Junto a su madre, Nancy y sus tres hermanos, es una de las residentes en el Centro de Inmigrantes de Cruz Roja en Torrelavega, donde desde hace varias semanas, la vida se hace en horizontal. Esto es; se vive por planta. Cada uno de los seis niveles del edificio es como un grupo humano individual y estanco. Pueden relacionarse entre sí, pero no bajar o subir a otros espacios, por seguridad. La única salvedad se produce para acudir al aula de formación, ahora telemática o salir a una consulta médica.
Por suerte, el centro no ha registrado ni un solo contagio, si bien un par de personas pasaron la cuarentena aisladas por precaución. «Estábamos preparados», destaca Sandra Gutiérrez Liaño, coordinadora de las instalaciones.
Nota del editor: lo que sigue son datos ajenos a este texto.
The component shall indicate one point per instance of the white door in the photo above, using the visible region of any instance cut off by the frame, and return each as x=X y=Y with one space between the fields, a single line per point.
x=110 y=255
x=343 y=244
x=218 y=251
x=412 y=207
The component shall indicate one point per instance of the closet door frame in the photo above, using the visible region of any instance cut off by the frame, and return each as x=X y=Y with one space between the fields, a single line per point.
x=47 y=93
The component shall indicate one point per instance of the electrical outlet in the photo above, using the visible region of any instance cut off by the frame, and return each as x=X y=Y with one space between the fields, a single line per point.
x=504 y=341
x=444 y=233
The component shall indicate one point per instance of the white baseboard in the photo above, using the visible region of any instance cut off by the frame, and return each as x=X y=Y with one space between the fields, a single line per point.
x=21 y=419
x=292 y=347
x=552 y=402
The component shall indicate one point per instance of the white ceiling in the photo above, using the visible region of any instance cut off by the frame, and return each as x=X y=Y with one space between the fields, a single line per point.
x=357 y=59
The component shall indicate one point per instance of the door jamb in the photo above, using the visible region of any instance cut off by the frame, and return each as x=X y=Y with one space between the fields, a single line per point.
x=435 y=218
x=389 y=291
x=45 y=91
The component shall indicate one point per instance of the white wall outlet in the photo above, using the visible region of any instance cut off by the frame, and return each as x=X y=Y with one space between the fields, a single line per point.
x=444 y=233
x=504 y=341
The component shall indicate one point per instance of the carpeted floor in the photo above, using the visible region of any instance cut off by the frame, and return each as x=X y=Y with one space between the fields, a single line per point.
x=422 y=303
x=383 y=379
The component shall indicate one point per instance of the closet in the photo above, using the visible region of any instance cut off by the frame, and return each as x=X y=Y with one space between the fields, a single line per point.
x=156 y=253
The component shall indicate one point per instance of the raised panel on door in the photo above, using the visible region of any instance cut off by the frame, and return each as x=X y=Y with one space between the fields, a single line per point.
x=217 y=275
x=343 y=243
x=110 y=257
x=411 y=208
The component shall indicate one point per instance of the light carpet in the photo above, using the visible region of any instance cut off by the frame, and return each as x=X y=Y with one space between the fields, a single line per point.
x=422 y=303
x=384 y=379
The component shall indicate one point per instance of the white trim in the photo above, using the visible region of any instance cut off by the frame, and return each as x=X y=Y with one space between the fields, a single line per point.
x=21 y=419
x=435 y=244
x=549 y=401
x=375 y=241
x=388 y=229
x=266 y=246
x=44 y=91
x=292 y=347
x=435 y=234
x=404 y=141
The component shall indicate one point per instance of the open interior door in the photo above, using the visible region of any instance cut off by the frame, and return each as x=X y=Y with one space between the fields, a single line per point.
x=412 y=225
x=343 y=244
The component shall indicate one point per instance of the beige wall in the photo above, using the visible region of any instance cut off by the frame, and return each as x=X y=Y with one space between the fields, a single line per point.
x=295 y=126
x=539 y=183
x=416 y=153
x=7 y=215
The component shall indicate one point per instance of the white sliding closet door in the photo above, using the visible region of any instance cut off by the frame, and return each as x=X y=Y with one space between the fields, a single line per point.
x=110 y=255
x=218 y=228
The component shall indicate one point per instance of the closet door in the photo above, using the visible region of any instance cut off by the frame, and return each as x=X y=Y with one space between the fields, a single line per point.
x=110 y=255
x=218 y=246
El seguimiento se realiza con el apoyo del cercano Centro de Salud Dobra, pero la mayor parte de consultas se hace vía telefónica.
Mientras pasan los días, en este espacio donde es habitual que las caras y las historias cambien de forma constante, los ingresos se han detenido. Los movimientos están cancelados por el Ministerio de Inclusión, Seguridad Social y Migraciones. Primero para las personas procedentes de Madrid, Barcelona y La Rioja, donde se localizaron los principales focos. Con el estado de alerta, para todos. El tiempo sí corre, sin embargo, para el proceso de adaptación que comprende nueve meses. Lo que pasen en el centro, a pesar del confinamiento y de las limitaciones para la formación y el empleo, contará en el recuento final.
Nancy y sus hijos llevan seis meses en España. Llegaron desde El Salvador, donde aún sigue su madre, con la que intentan hablar cada día. «Allí comienza ahora la cuarentena -explica- Le contamos lo que nos han enseñado aquí para que esté segura». Esas enseñanzas en forma de talleres, ayudan. «Nos sentimos seguros y protegidos».
Desde que se levantan, en el pequeño municipio en que se ha convertido su recinto compartido, se organizan para limpiar, poner tareas a los niños (hay 12 en el centro), estudiar inglés, leer el periódico… «Tratamos de pasar el tiempo ocupados». Rodolfo, el hijo mayor, de 20 años, echa de menos poder hacer ejercicio y se reconoce «a la expectativa» para poder continuar con su formación. Nancy, por su parte confiesa que lo primero que hará cuando salga «será ir a la iglesia». Con los otros practicantes católicos de su planta comparten fe y ven la misa por televisión. La tecnología, en este caso, sirve para hacer llegar alimento espiritual.
Una planta más arriba, en la tercera, vive Juliana, con su marido y su hija de dos años. Aunque es de Georgia, habla un perfecto español con las erres marcadas. «Todo el mundo tiene miedo, nosotros también -reconoce- pero no tanto como quienes tienen que estar ahí fuera con riesgo de contagio». Juliana tiene otras dos hijas que continúan en su país, donde dice que la situación «es mucho mejor» porque «se cerraron antes las fronteras».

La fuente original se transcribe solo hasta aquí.